Saturday, December 27, 2008

Paying for Health Care

Health-care costs in the U.S. have increased over the past couple of decades faster than the rate of inflation or growth of the gross domestic product (GDP)*. In other words, the U.S. is going bankrupt paying for health care. In 2007 health-care spending increased by 6.9%, twice the rate of inflation. The $2.3 trillion spent on health care in 2007 represented 16% of GDP; by 2016 this is expected to rise to $4.2 trillion which will be 20% of GDP. The U.S. spends a higher proportion of its wealth on health care than any other industrialized nation; Switzerland, Germany, Canada, and France, for example, spend between 9.5 and 10.9% of their GDPs on health care--and those countries have universal health-care insurance coverage; in the U.S. some 46 million citizens have no health-care insurance. Moreover there is no evidence that health-care services received in the U.S. are of better quality than in these other nations; by most measures (such as chronic disease rates and death rates) they are worse.

This lamentable situation has been attributed to inefficiencies, excessive administrative expenses, inflated prices, poor management, waste, and fraud. In other words, it is due to the federal government's misplaced passion, since Ronald Reagan, for deregulation. And as the medical resources of the country--the doctors, hospitals, pharmacies, pharmaceutical suppliers, health insurance companies, etc.--have been pretty much given their head trusting that free-market economics with a dash of ethics and common sense would inexorably set things aright, the same thing has happened that we witnessed so graphically in the financial sector--things have run enthusiastically and irresponsibly amok; costs are up and quality of services is down.

The cure is obvious though it is not easy. The U.S. government needs to develop transparent and robust regulatory controls. This would start with the development of a universal health-care insurance system for all citizens (just as other industrialized nations have). Tens of billions of dollars would be saved by fair and consistent pricing of medical goods and services. Tens of billion more by accepting generic drugs**--the Veterans Administration and many foreign governments already do; Medicare does not. And further tens of billions of dollars by developing and installing a uniform, computerized medical records system*** worthy of our information age.

The problem is severe. The cure is clear. The missing ingredient is the political will.

There are two problems with health care, however, that this does not address. One is the incongruity, discussed in prior essays, between the flawed reductionistic approach of usual, Western (allopathic) medicine and a more integrated, wholistic perspective. This can only be addressed by education, public awareness, and gradual cultural paradigm shifts. For now and the foreseeable future we are stuck with the fragmented, "body parts" viewpoint of allopathy--with a dash of acupuncture, homeopathy, chiropractics, and nutritional approaches gratuitously thrown in.
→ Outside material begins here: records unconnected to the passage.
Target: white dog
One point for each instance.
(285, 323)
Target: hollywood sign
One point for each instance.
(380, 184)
There does seem to be a growing emphasis on "wellness" rather than on "illness," on maintenance of high-level health (through health education, healthful nutrition, and lifestyle changes) and thus on "prevention" of health problems rather than on "cure." This may go a long way towards solving this first problem.

The other unsolved--perhaps unsolvable--problem is the "myth of infinite entitlement." In theory, every single individual is entitled to "the best" medical care that money can buy--be it organ transplants, genetic manipulations, or other expensive therapeutic interventions. In fact, our society cannot afford that kind of care for every citizen. We have to turn poor folks away from some doors that are open to rich folks. There is no philosophic rationale for this; it is simple pragmatism: whether we like it or not, "ordinary people" can get just a certain amount of medical care and no more while rich folks can take advantage of every modern medical miracle.

This second problem has been true for only the past 50 to 75 years. Prior to that the "best" medical care was not so sophisticated, technological, and specialized that ordinary folks could not afford it. But increasingly in recent years the "best" medical care is simply too expensive for anyone but the very wealthy.



Notes: * Gross domestic product, or GDP, is the broadest measure of a country's economy; it amounts to the total market value of all the goods and services produced in a country during a certain period.

** Generic drugs are the same chemicals as non-generic drugs, but they are marketed without the advertising, the gifts to doctors, and the corporate profits that inflate the prices of "named" drugs from "named" companies. Arguments have been made that buying generic rather than proprietary drugs interferes with private research and development of new drugs; but such R&D funding should be done with academic, philanthropic, or governmental resources rather than by entrepreneurs and drug companies in search of private profits.

*** Although developing a huge, integrated, computerized medical-records system would cost many millions of dollars, this cost would be graciously, philanthropically born--as Ross Perot pointed out--by any of a number of computer billionaires such as Ross, himself, or Bill Gates.